The calm before the storm
February 23, 2012 —
As domestic natural gas prices trend downward to new lows, and companies like Chesapeake Appalachia announce cutbacks in production, an increasingly common refrain with regard to natural gas drilling in our area is “what’s the hurry?” There’s obviously such a national glut of natural gas at existing production and consumption levels that it will be some time before new wells are needed—or indeed, become economic, with current gas prices well below the costs of production. Companies that drill now are not only losing money for themselves, but minimizing the royalties of the people from whom they have leased, whose mineral assets are being sold at rock-bottom prices.
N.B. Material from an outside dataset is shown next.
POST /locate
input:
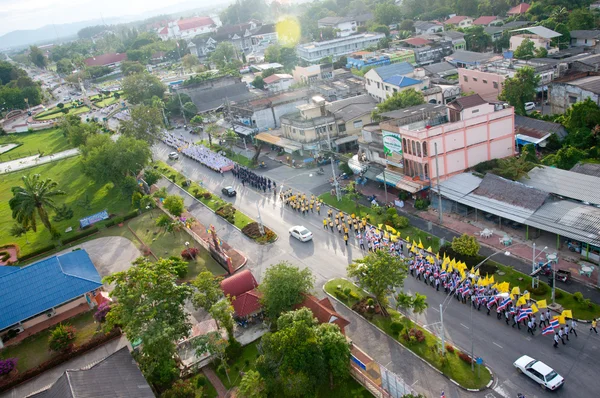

We certainly agree that the “what’s the hurry?” argument holds, especially for organizations like the Delaware River Basin Commission and New York State Department of Environmental Conservation, which need to take the time to be sure that the environmental risks of horizontal hydrofracking are adequately studied, and accurate assessments are made of the activity’s economic benefits and the balance between those and its economic, social, environmental and health costs.
But there’s another conclusion that is sometimes drawn from the current price environment that we would caution against: the idea that we can relax for a while because nobody is going to even bother to try drilling here anytime soon. Any such complacency ignores, among other things, the international aspects of the gas drilling picture: specifically, the fact that prices abroad are stupendously higher than here; that as domestic drilling companies languish, international companies have been aggressive bidders to buy or merge with them, or obtain rights to their leases; and that permitting for liquefied natural gas (LNG) export terminals began last year and can be expected to continue at an accelerating pace.